Whatsapp İletişim Hattı
Menü

Ümmü Seleme Annemiz Kimdir? Hayatı ve Duası

Ümmü Seleme, Mekke’de dünyaya geldi. İlk Müslümanlardan olup eşiyle Habeşistan’a hicret etti. Oğlu Seleme’den dolayı bu isimle anıldı. Ailesi tarafından engellenmesine rağmen Medine’ye hicret ederek, Kureyş’ten hicret eden ilk Müslümanlardan oldu. İslam daveti uğruna büyük zorluklara göğüs geren ve Onun hicret serüvenini, sabrını ve imanın gücünü ele aldığımız Ümmü Seleme annemizin hayatı sizlerle...

01 May 2025
Ümmü Seleme Annemiz Kimdir? Hayatı ve Duası

Ümmü Seleme annemiz Rasûlullah Sallallahu aleyhi ve sellem’in ahirete en son göç eden hanımı… İslam ile müşerref olup hem Habeşistan hem de Medineye binbir çile ve zahmet ile hicret eden cefakâr bir Müslüman hanım… Hudeybiye’de Resulullah’a vermiş olduğu fikir ile İslam’da kadının yerini herkese gösteren nadide bir şahsiyet. Güzelliği, soyu, feraseti, ilmi derinliği ve zarafetiyle ehli beytin annesi. 

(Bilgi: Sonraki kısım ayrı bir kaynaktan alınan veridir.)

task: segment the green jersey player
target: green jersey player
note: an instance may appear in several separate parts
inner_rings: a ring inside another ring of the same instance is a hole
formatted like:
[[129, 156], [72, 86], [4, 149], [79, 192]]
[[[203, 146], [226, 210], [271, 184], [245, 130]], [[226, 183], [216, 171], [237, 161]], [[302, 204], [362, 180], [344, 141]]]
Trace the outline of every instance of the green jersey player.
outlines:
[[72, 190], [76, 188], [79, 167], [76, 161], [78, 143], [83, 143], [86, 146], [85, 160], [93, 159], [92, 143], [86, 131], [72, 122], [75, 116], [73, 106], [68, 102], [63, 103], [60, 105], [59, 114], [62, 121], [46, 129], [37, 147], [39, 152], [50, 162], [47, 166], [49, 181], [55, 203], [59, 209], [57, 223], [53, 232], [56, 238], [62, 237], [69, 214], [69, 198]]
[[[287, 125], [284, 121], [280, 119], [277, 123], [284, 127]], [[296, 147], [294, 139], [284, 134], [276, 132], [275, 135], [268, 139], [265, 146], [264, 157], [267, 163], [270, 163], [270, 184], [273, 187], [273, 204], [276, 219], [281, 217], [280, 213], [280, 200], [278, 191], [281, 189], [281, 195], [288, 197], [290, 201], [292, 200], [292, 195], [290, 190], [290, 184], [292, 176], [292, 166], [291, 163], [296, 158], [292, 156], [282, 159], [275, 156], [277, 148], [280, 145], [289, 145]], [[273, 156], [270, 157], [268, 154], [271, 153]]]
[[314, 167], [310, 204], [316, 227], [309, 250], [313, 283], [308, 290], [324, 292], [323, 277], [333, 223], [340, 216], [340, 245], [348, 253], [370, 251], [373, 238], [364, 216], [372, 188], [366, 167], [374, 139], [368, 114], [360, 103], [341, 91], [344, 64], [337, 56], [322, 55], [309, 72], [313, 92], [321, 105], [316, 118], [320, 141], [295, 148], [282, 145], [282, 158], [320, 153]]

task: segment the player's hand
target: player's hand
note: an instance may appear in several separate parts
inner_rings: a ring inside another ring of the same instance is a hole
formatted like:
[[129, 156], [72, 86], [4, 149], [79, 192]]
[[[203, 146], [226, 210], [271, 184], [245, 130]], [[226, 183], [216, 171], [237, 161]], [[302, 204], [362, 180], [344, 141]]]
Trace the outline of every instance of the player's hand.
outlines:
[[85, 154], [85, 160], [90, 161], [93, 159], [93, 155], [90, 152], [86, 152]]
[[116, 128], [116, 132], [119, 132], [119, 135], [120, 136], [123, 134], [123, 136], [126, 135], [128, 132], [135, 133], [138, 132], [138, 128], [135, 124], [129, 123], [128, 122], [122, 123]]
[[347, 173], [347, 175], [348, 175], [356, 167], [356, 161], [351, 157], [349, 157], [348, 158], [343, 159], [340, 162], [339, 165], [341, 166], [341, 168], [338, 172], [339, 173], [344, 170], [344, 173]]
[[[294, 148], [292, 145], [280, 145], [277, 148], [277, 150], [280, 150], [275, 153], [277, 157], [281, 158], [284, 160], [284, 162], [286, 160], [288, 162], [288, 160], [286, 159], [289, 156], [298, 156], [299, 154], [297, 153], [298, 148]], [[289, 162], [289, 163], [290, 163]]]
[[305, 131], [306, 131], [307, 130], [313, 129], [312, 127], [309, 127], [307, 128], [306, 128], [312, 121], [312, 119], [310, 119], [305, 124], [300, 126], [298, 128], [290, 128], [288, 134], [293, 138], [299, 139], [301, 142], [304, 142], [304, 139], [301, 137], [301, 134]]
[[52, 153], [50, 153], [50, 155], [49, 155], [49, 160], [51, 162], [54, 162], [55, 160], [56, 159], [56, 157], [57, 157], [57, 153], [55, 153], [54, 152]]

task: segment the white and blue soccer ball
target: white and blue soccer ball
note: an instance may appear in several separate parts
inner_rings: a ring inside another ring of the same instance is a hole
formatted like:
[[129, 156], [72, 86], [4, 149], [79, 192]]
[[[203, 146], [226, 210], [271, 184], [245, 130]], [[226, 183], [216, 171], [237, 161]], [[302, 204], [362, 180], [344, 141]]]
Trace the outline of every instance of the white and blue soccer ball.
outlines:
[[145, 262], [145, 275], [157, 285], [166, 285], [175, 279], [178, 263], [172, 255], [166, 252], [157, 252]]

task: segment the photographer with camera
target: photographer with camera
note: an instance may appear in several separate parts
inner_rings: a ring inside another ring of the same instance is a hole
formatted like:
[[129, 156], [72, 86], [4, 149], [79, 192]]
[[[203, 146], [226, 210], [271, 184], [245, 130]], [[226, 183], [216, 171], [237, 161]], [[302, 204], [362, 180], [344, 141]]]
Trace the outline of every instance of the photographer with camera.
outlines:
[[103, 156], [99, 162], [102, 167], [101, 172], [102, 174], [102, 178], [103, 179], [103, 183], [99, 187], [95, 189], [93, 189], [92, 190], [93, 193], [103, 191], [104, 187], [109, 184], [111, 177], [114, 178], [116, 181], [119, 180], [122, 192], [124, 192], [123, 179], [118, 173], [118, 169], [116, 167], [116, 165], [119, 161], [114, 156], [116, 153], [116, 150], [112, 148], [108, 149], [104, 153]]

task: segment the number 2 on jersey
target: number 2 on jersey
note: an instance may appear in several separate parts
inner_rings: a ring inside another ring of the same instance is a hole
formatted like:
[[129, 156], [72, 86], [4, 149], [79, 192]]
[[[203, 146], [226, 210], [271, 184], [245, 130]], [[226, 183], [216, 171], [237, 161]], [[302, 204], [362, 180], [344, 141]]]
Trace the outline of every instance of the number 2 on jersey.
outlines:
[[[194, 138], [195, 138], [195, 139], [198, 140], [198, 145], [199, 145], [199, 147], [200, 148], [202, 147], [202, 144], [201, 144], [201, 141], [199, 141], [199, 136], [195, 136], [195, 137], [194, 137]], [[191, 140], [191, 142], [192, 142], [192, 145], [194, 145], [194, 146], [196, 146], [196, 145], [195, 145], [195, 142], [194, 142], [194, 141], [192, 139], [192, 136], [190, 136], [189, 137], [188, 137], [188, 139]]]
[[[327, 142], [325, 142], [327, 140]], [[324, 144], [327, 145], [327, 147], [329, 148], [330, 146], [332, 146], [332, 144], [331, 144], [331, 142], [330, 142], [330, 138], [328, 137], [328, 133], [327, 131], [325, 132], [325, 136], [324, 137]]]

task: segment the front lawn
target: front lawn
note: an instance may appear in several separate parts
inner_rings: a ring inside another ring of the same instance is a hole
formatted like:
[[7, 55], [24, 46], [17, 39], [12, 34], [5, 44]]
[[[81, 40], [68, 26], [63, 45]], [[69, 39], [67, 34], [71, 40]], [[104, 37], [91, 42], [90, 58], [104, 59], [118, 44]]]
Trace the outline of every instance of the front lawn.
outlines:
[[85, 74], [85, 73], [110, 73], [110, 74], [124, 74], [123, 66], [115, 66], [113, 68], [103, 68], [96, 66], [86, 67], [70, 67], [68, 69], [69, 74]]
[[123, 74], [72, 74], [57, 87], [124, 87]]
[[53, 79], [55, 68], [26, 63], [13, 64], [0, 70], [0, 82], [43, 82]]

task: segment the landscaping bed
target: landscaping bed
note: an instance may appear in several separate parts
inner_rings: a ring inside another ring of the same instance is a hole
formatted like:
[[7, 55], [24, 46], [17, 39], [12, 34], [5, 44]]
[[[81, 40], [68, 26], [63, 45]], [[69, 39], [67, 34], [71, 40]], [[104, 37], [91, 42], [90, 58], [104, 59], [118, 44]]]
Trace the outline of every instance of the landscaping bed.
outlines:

Ümmü Seleme’nin (r.anha) Hayatı

Ümmü Seleme bi'setten (Hz. Muhammed sav’e peygamberliğinin bildirilmesi, ilk vahyin geldiği tarih) on beş yıl önce Mekke’de dünyaya gelmiştir. Asıl adı Hind olup künyesi Ebu Seleme’dir. Beni Mahzum kabilesinden olup ilk evliliğini halasının oğlu olan Abdullah bin Abdü'l Esed ile gerçekleştirdi. Habeşistan’da iken Seleme ismini verdiği oğlu olmuş ona binaen de Ümmü Seleme denmiştir. Daha sonra bu isim ile meşhur olmuştur.  Babası Umeyye Suheyl İbni Muğıre’dir. Kureyş’in zenginlerinden olan Umeyye zenginliğinden ziyade cömertliği ile tanınan birisi olmuş hatta yolculuğa çıktığı zamanlarda yol arkadaşlarının da azıklarını temin ettiği için’’Zâdü’r-rekb’’ (kafilenin azığı) lakabıyla anılmıştır. Annesi ise Âtike bint Âmir el-Kinâniyye’dir.

Ümmü Seleme annemiz Darul Erkam’da eşi ile İslam’a ilk girenlerdendir. Eşi ile Habeşistan’a hicret edenler arasındadır. Habeşistan’da bulundukları sıra Mekkelilerin İslamiyet’i kabul ettiklerine dair asılsız bir haber ile anayurtlarına dönmüşlerdir. Ümmü Seleme annemiz ve eşi akabe beyatından bir sene kadar önce Medineye hicret için yola çıkmak istemişlerse de Beni Mahzumoğulları hicretlerine müsaade etmemişlerdiler. Kocasının ailesi oğlu Selemeyi kendi ailelerine mensup olduğu gerekçesi ile annesinin elinden almış, ana ile oğlu ayırmıştır. Ebu Seleme hem eşinden hem oğlundan ayrı düşmüş, tek başına Medineye hicret etmiştir. Bir yanda hicretin zorluğu diğer yanda eşinden ve ciğerparesi oğlundan ayrı kalan Ümmü Seleme aylarca gözyaşı döktü. Onun bu haline acıyan iki aile oğlu ve eşi ile hicretine müsaade ettiler. Böylece Kureyş Kabilesinden Medineye hicret eden ilk Müslümanlar Ebu Seleme ve eşi oldu. 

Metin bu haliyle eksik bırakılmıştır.